Call it a "huff-and-puff" technique: "Huff" enormous tariff revenues, then "puff" them out on projects favored by the Interests, the projects never having to stand on merit, but deriving their "justification" from the need to keep the Tariff!
As I said, Toombs and the rest saw how the Yankee bagatelle would play out, and they, acting for their States, seeing the permanent Republican incumbency coming, resigned the game and walked out.
Disagree trenchantly. Lincoln and the Yankee papers are on the record with their tender regard for tax and business revenues from the South.

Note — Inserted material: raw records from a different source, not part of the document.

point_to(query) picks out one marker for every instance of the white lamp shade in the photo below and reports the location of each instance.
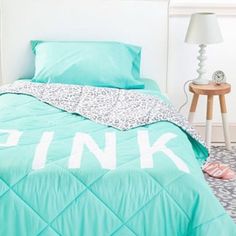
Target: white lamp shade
(203, 29)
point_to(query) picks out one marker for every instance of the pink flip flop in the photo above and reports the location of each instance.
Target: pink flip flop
(218, 170)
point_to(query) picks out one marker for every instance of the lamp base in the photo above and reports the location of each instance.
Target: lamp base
(200, 81)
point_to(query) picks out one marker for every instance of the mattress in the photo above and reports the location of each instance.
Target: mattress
(94, 199)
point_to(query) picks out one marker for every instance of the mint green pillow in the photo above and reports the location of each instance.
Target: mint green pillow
(102, 64)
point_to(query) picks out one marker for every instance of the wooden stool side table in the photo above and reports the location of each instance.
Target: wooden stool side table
(211, 90)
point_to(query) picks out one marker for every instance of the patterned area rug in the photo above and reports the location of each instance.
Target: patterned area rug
(225, 190)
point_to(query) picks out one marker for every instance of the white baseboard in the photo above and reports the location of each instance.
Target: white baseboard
(217, 132)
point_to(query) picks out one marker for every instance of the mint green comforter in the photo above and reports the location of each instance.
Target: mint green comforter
(92, 200)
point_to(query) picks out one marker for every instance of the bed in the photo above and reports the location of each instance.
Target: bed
(66, 171)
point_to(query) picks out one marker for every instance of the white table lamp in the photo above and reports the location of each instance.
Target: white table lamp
(203, 29)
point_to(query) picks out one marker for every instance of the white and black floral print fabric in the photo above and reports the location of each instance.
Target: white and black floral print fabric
(121, 109)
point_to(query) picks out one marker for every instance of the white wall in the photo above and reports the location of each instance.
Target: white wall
(183, 62)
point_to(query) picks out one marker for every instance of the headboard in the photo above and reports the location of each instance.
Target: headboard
(139, 22)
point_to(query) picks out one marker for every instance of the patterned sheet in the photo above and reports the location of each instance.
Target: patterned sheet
(63, 174)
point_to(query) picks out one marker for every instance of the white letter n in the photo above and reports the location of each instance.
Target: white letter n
(147, 151)
(107, 158)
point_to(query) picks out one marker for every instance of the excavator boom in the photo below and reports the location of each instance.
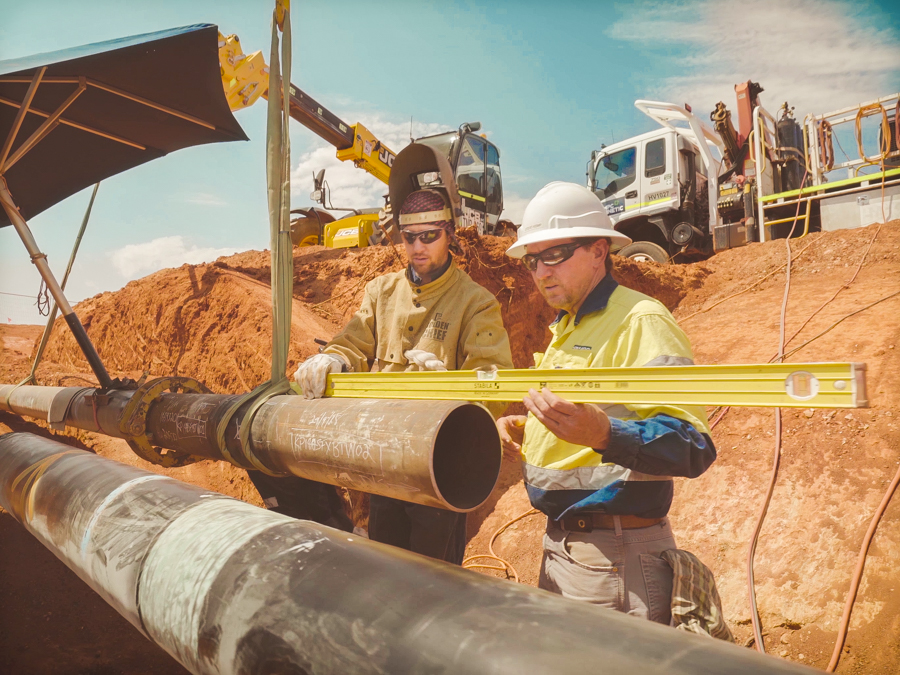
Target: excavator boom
(245, 78)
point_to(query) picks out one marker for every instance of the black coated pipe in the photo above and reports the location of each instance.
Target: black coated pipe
(225, 587)
(438, 453)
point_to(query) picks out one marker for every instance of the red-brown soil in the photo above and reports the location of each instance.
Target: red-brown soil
(212, 322)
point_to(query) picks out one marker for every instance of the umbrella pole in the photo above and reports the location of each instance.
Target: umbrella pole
(40, 261)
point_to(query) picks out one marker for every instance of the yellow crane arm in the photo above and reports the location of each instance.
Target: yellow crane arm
(245, 78)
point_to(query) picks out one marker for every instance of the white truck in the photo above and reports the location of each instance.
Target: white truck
(688, 190)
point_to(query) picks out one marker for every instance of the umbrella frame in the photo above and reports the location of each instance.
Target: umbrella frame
(9, 158)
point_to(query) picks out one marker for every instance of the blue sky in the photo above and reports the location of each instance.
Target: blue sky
(548, 81)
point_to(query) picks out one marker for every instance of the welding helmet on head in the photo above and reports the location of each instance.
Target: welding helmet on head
(565, 211)
(420, 167)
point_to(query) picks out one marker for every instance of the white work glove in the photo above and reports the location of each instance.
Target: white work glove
(312, 375)
(424, 360)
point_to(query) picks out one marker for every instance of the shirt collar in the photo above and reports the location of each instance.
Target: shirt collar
(596, 300)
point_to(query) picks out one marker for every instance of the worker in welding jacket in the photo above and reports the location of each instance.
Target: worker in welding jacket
(430, 316)
(601, 473)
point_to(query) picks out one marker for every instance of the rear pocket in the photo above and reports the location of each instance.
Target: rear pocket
(658, 582)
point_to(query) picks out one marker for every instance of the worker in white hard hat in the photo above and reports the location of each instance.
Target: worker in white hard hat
(602, 474)
(430, 316)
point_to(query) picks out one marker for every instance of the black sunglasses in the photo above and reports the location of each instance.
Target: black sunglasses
(427, 236)
(552, 256)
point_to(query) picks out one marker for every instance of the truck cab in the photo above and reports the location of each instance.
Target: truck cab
(651, 186)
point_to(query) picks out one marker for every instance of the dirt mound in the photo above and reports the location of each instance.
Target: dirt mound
(213, 322)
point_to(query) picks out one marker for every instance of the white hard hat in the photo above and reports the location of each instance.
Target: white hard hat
(563, 211)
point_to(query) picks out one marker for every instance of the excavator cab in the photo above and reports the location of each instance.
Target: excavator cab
(475, 162)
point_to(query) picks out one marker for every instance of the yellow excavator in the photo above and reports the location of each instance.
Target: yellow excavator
(474, 159)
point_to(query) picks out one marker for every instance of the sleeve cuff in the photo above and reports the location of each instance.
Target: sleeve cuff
(624, 441)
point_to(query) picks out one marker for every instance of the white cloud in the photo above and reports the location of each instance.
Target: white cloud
(513, 205)
(349, 186)
(206, 199)
(355, 188)
(137, 260)
(820, 55)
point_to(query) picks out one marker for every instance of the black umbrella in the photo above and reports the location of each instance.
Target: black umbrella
(72, 118)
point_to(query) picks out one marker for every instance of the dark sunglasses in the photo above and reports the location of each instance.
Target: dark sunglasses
(552, 256)
(427, 236)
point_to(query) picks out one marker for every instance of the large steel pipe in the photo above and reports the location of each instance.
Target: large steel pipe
(225, 587)
(438, 453)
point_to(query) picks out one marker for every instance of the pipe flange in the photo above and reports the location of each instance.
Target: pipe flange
(133, 422)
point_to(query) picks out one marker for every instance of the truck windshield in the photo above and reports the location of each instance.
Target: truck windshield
(614, 172)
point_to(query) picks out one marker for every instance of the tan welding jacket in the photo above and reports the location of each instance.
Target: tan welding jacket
(453, 317)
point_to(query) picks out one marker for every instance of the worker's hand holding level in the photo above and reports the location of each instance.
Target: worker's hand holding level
(512, 434)
(424, 360)
(312, 375)
(583, 424)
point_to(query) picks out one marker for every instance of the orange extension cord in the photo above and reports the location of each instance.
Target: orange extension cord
(507, 566)
(860, 565)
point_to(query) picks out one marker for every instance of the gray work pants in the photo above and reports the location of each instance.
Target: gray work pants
(620, 569)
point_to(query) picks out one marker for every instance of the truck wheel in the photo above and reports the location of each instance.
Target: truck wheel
(642, 251)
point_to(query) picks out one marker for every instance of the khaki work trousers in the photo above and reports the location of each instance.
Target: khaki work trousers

Well, there was a little ..... like, where the terminus should be. That's why Stephen Douglas and Jefferson Davis made Senate cloakroom medicine that resulted in Douglas's Kansas-Nebraska Act with its doctrine of "popular sovereignty". Jeff Davis got "popular sovereignty" and the Little Giant got the railroad terminus in Omaha, due west of, and conveniently due west of, Chicago.
Now, if Davis got screwed on the "popular sovereignty" issue and Kansas came into the Union as a free State like California ..... how long do you think the South would have supported the Union Pacific road?
Douglas: "Tell you what. I'll give you popular sovereignty, and you give me the big railroad -- and the money to build it."
Davis: "Okay, deal, done."
Douglas: "Oh, sorry, Illinois Free Soilers and Abe Lincoln said 'screw you.' No popular sovereignty after all. Sorry."
Davis: <Leaves>
You'll never convince anyone of that who's read the Fourteenth Amendment.